Computer readable program instructions for carrying out operations of the present disclosure may be assembly instructions, instruction-set-architecture (ISA) instructions, machine instructions, machine dependent instructions, microcode, firmware instructions, state-setting data, or either source code or object code written in any combination of one or more programming languages, including an object oriented programming language, and conventional procedural programming languages. The computer readable program instructions may execute entirely on the user's computer, partly on the user's computer, as a stand-alone software package, partly on the user's computer and partly on a remote computer or entirely on the remote computer or server. In the latter scenario, the remote computer may be connected to the user's computer through any type of network, including a LAN or WAN, or the connection may be made to an external computer (for example, through the Internet). In some aspects, electronic circuitry including, for example, programmable logic circuitry, field-programmable gate arrays (FPGA), or programmable logic arrays (PLA) may execute the computer readable program instructions by utilizing state information of the computer readable program instructions to personalize the electronic circuitry, in order to perform aspects of the present disclosure.

In various aspects, the systems and methods described in the present disclosure can be addressed in terms of modules. The term “module” as used herein refers to a real-world device, component, or arrangement of components implemented using hardware, such as by an application specific integrated circuit (ASIC) or FPGA, for example, or as a combination of hardware and software, such as by a microprocessor system and a set of instructions to implement the module's functionality, which (while being executed) transform the microprocessor system into a special-purpose device. A module may also be implemented as a combination of the two, with certain functions facilitated by hardware alone, and other functions facilitated by a combination of hardware and software. In certain implementations, at least a portion, and in some cases, all, of a module may be executed on the processor of a computer system (such as the one described in greater detail inFIG.4, above). Accordingly, each module may be realized in a variety of suitable configurations, and should not be limited to any particular implementation exemplified herein.

In the interest of clarity, not all of the routine features of the aspects are disclosed herein. It would be appreciated that in the development of any actual implementation of the present disclosure, numerous implementation-specific decisions must be made in order to achieve the developer's specific goals, and these specific goals will vary for different implementations and different developers. It is understood that such a development effort might be complex and time-consuming, but would nevertheless be a routine undertaking of engineering for those of ordinary skill in the art, having the benefit of this disclosure.

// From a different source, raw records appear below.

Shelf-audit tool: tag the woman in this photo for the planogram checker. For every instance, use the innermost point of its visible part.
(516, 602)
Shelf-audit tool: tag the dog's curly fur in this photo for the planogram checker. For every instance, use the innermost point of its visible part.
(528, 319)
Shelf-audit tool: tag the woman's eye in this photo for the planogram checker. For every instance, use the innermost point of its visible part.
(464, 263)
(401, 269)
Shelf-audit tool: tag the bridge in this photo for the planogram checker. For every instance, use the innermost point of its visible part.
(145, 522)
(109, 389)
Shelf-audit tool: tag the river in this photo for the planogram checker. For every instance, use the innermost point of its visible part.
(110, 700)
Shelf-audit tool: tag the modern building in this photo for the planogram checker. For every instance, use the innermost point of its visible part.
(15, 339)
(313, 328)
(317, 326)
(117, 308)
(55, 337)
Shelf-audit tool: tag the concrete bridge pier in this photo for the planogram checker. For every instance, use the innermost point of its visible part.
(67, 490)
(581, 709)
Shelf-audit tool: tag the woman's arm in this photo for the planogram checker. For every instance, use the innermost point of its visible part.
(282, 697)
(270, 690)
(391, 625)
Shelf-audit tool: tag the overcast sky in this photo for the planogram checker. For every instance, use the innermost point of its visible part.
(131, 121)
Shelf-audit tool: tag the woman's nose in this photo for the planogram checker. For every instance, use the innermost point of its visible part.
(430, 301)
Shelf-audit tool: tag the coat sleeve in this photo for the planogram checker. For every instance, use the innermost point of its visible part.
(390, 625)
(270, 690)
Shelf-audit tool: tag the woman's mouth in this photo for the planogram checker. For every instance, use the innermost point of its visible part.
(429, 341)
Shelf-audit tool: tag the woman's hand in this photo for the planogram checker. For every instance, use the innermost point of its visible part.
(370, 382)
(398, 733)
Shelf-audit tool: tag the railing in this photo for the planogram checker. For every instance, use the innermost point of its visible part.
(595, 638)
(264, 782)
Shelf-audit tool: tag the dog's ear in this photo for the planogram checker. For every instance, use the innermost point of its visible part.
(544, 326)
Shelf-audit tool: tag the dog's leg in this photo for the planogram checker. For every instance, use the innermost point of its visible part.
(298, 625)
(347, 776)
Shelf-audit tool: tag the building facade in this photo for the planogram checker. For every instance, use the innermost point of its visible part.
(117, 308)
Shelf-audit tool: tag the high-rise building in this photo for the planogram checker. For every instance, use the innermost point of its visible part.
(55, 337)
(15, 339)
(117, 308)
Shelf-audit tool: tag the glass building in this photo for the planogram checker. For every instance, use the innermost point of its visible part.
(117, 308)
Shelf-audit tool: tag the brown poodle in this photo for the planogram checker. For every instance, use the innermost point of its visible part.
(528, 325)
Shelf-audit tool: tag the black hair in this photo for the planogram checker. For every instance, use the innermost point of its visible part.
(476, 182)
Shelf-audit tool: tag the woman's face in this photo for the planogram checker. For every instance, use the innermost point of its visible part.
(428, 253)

Furthermore, it is to be understood that the phraseology or terminology used herein is for the purpose of description and not of restriction, such that the terminology or phraseology of the present specification is to be interpreted by the skilled in the art in light of the teachings and guidance presented herein, in combination with the knowledge of those skilled in the relevant art(s). Moreover, it is not intended for any term in the specification or claims to be ascribed an uncommon or special meaning unless explicitly set forth as such.

The various aspects disclosed herein encompass present and future known equivalents to the known modules referred to herein by way of illustration. Moreover, while aspects and applications have been shown and described, it would be apparent to those skilled in the art having the benefit of this disclosure that many more modifications than mentioned above are possible without departing from the inventive concepts disclosed herein.